Independent Variable
|
Sample Mean of Variable
(Standard Deviation)
|
Coefficient in Regression
(Standard Error)
|
Restaurants per capita in respondent's state
|
11.04
(2.27)
|
.473
(.324)
|
Age in years
|
41.24
(16.68)
|
.326
(.016)
|
Age squared
|
--
|
-.003
(.0002)
|
Cigarette tax per pack in cents in respondent's state
|
22.58
(9.77)
|
.058
(.032)
|
Cigarette tax squared
|
--
|
-.001
(.0004)
|
Household income in 10,000s of dollars
|
2.91
(2.39)
|
-.393
(.168)
|
a. According to this regression, at about what age does BMI reach its highest level in American adults, other things equal?
b. The authors included the cigarette tax in the regression because of the observation that people who quit smoking tend to gain weight. According to these results, what would happen to the average adult BMI in a state if it raised its cigarette tax from 10 cents to 25 cents per pack?
c. Suppose that household income is positively correlated with the number of restaurants per capita. What would happen to the coefficient of restaurants per capita if household income were left out of the regression?
d. Test, with alpha=.05, the hypothesis that people with higher incomes tend to have a lower BMI. Specify the null and alternative hypotheses and the test statistic.
e. Test, with alpha=.05, the hypothesis that the number of restaurants per capita in a state has an effect on the BMI of the people in the state. Specify the null and alternative hypotheses and the test statistic.
3. Use the data set NBASAL.DTA to answer this question. The data set contains information on NBA players, including their annual salary, personal characteristics, and statistical measures of their ability.
a. Estimate a multiple regression model with lwage as the dependent variable and with the explanatory variables coll, exper, and expersq, which is the square of years of experience. The variable coll measures years spent playing in college, and some of the players have coll=0, because they were drafted right out of high school. Interpret the coefficient on coll. Do you believe that playing more years in college really causes a player to earn less as a professional?

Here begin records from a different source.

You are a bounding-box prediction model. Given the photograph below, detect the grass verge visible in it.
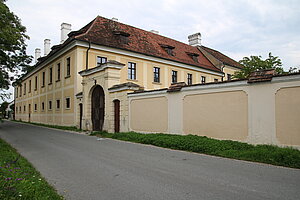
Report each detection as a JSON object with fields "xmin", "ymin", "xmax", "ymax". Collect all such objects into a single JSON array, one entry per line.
[
  {"xmin": 93, "ymin": 132, "xmax": 300, "ymax": 168},
  {"xmin": 0, "ymin": 139, "xmax": 63, "ymax": 200},
  {"xmin": 12, "ymin": 120, "xmax": 83, "ymax": 132}
]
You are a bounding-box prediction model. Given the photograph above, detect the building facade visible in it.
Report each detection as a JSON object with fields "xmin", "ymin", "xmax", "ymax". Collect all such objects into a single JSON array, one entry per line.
[{"xmin": 15, "ymin": 16, "xmax": 242, "ymax": 132}]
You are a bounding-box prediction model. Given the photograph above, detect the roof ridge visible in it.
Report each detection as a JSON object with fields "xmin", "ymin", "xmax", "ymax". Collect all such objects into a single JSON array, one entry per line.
[
  {"xmin": 74, "ymin": 15, "xmax": 99, "ymax": 38},
  {"xmin": 93, "ymin": 15, "xmax": 196, "ymax": 48}
]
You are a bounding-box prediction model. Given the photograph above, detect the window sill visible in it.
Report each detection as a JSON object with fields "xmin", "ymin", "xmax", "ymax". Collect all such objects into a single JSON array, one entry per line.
[
  {"xmin": 152, "ymin": 82, "xmax": 162, "ymax": 85},
  {"xmin": 126, "ymin": 79, "xmax": 138, "ymax": 82}
]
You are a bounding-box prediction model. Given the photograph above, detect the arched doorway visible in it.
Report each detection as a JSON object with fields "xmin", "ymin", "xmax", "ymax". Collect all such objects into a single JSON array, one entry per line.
[
  {"xmin": 114, "ymin": 99, "xmax": 120, "ymax": 133},
  {"xmin": 92, "ymin": 85, "xmax": 104, "ymax": 131}
]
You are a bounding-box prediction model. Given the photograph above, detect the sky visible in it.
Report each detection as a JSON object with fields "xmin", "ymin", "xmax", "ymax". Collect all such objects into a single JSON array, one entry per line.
[{"xmin": 2, "ymin": 0, "xmax": 300, "ymax": 103}]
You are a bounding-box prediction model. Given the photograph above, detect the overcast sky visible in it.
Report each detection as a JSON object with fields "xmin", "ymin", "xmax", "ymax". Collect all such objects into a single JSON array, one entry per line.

Explain.
b. The variables points, rebounds, and assists are included in the data set as measures of player ability. Add these variables to the regression in part c, and test the null hypothesis that player ability does not affect player pay.
c. Interpret the coefficient on rebounds
d. Explain what happens to the coefficient on coll in terms of its magnitude and its statistical significance when points, rebounds, and assists are added to the regression. Why do you think this happened?